Fortunately, what hasn’t been gone missing in the upheaval and long lag between albums is Grandaddy’s unique sense of humor. Whereas many deliberately experimental groups can seem pretentious and ponderous, Grandaddy has always tempered their arty explorations with wit. Songs like “Stray Dog and the Chocolate Shake” and “The Go In and Go-For-It” uphold that tradition, as Lytle fills them with a colorful cast of characters—a football coach with a toothpick in his mouth, a limo driver with magic hair. The band’s odd sense of humor carries over to their business dealings as well. Turns out that Arm of Roger’s The Ham and Its Lily, the album from the fictitious band created by Grandaddy and put out by their fledgling label, Sweat of the Alps, was originally a fake version of The Sophtware Slump. Fairchild says that the band sent it to V2 following their signing to “freak them out, because, you know, it’s horrible, a complete joke.” (The joke is apparently on their fans as well, since they are presently selling the title for $12 through cdbaby.com.)
While the band clearly has a good rapport with their current record company, they’re not as quick to laugh about their former label. Lakeshore Entertainment, which used to be known as Will Records, released a b-sides record entitled Concrete Dunes while the band was working on Sumday and Fairchild claims that the band was never consulted about the project. Not only did the album contain a few songs that had already been compiled on The Broken Down Comforter Collection, but it also featured tracks that the band had hoped would never see the light of day. “We have no relationship with Will [Records] anymore,” says Fairchild. “Frankly, it kind of disgusts us to see their name on the back of our new record.” Apparently, the label continues to have a stake in Grandaddy’s albums despite the contract with V2.

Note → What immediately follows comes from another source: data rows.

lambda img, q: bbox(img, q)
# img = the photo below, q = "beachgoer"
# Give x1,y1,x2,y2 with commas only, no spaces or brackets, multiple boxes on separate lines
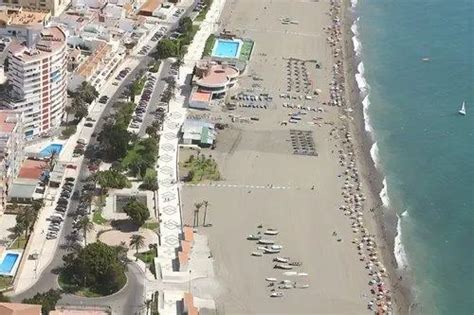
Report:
332,231,337,236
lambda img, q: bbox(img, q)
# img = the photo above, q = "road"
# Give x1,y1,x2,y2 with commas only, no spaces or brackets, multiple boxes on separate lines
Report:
11,2,198,312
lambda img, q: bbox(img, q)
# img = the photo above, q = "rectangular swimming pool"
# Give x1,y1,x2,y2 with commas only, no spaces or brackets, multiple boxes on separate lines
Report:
39,143,63,158
0,252,20,276
212,39,241,58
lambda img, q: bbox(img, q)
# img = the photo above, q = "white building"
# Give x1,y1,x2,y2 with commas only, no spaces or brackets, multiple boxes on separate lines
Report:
0,110,24,214
4,26,67,137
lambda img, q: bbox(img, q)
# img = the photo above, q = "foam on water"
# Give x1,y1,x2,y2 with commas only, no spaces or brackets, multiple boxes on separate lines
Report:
351,0,358,8
394,213,409,269
379,178,390,207
370,142,380,167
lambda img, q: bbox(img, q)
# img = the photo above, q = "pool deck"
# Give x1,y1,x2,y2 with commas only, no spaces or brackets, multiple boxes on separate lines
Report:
24,140,66,159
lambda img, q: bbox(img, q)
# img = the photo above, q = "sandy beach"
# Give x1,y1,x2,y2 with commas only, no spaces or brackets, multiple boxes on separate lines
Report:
180,0,409,313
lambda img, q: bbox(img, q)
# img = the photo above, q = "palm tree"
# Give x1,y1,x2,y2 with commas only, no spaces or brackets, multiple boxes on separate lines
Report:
202,200,209,227
193,202,202,227
77,217,93,246
130,234,146,260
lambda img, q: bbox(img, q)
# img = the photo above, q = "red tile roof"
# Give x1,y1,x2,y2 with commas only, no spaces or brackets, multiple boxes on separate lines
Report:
18,160,47,180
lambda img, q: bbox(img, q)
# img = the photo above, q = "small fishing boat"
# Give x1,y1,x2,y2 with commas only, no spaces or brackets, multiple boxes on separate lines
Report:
264,229,279,236
459,101,466,115
297,272,309,277
274,263,293,270
258,239,275,245
270,292,284,298
274,257,290,263
279,284,294,289
251,251,263,257
271,245,283,250
296,284,310,289
280,280,292,284
289,261,302,266
265,277,278,282
283,271,297,276
247,234,261,241
264,248,281,254
421,57,430,62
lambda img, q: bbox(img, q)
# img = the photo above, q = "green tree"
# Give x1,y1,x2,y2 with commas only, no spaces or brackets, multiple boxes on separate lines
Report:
139,168,158,191
22,289,62,315
95,170,132,190
98,123,131,160
145,125,158,138
76,216,93,246
130,234,145,260
178,17,193,34
155,39,177,59
123,197,150,226
15,206,38,240
62,242,126,295
76,81,99,103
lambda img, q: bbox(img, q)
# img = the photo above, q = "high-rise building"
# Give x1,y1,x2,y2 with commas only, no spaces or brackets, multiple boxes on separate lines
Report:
5,26,67,137
0,110,24,214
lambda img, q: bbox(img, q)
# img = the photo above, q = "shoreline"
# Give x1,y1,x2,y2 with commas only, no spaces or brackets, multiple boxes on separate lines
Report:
341,0,414,313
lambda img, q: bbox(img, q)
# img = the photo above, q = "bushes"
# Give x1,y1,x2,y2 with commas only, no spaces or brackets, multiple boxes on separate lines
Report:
123,197,150,226
202,34,216,57
183,154,221,183
61,125,77,138
95,170,132,189
149,60,161,73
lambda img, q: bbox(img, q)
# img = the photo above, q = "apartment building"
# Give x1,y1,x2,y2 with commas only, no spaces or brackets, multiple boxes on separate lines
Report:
1,0,70,16
0,110,24,214
5,26,67,137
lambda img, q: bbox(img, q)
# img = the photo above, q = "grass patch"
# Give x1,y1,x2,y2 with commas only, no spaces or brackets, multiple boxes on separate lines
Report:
9,235,27,249
61,125,77,139
202,34,216,57
0,276,13,290
135,248,157,264
239,39,254,61
182,154,221,183
142,222,159,231
92,209,107,225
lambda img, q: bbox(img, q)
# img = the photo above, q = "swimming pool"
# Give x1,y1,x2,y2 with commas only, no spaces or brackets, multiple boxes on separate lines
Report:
0,252,21,276
212,39,242,58
39,143,63,158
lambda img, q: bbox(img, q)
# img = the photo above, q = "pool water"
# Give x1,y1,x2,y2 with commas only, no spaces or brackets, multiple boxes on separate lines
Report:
0,253,19,275
39,143,63,158
212,40,240,58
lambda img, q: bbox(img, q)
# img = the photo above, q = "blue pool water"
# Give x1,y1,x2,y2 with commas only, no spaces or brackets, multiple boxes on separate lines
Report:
0,253,19,275
39,143,63,158
212,40,240,58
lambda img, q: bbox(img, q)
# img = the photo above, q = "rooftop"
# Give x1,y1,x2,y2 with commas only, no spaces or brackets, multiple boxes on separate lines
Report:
0,110,20,133
8,26,66,61
8,181,37,199
190,90,212,103
0,8,49,26
18,159,47,180
138,0,162,14
0,302,42,315
76,42,111,78
196,61,239,87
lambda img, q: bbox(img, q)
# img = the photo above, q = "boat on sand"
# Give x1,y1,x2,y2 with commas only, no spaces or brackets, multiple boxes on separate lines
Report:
251,251,263,257
274,263,293,270
264,229,279,235
265,277,278,282
274,257,290,263
270,292,284,297
258,239,275,245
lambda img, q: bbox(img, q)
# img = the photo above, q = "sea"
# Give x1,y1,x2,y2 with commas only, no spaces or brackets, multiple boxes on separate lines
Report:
350,0,474,314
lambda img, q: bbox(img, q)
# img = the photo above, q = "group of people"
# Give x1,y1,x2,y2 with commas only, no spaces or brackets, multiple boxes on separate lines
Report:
325,0,393,313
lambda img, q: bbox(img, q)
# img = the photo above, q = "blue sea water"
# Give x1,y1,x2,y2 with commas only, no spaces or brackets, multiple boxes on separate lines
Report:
353,0,474,314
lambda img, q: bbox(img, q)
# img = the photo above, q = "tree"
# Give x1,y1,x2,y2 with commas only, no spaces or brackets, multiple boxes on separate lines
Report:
202,200,210,226
77,216,93,246
193,202,202,227
62,242,126,295
155,39,177,59
178,17,193,34
76,81,99,104
123,197,150,226
97,123,131,161
95,170,132,190
71,96,88,121
145,125,158,138
22,289,62,315
65,105,75,123
15,206,38,240
139,168,158,191
130,234,145,260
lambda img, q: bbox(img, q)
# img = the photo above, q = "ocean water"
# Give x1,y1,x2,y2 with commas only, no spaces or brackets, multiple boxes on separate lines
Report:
351,0,474,314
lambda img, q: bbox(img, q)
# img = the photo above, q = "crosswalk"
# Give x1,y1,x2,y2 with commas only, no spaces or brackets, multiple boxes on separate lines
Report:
183,183,295,190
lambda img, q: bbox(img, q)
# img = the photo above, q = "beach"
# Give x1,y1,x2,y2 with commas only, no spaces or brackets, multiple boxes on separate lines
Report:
180,0,409,313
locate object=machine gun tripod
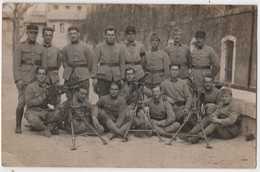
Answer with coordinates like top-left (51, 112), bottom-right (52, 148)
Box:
top-left (165, 86), bottom-right (212, 149)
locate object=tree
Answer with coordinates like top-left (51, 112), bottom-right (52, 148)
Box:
top-left (3, 3), bottom-right (34, 52)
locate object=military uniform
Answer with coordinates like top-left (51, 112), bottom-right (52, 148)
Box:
top-left (121, 40), bottom-right (146, 80)
top-left (165, 42), bottom-right (190, 79)
top-left (161, 78), bottom-right (192, 121)
top-left (59, 94), bottom-right (104, 134)
top-left (62, 40), bottom-right (94, 97)
top-left (13, 25), bottom-right (47, 133)
top-left (141, 97), bottom-right (180, 137)
top-left (92, 42), bottom-right (125, 97)
top-left (203, 87), bottom-right (222, 115)
top-left (24, 81), bottom-right (57, 136)
top-left (143, 49), bottom-right (170, 88)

Lingering business concerns aside, Grandaddy couldn’t be more pleased with their present position. “Jason has completely cemented his version of pop songwriting with this record and we’re so excited to be playing these songs right now,” boasts Fairchild. The confidence in the new tunes was evident on their recent tour with Pete Yorn. Following our interview, Fairchild and the rest of Granddaddy took the stage and devoted the entire performance to songs off Sumday—with the exception of one cover, one track from their second album, Under the Western Freeway, and perhaps most surprisingly only one selection from The Sophtware Slump. But before the audience had a chance to register the shock, Lytle had already put down his guitar. “Thanks. We’re Redheaded Stepchild.” Strange behavior for any other band, but, coming from Grandaddy, it all made perfect sense.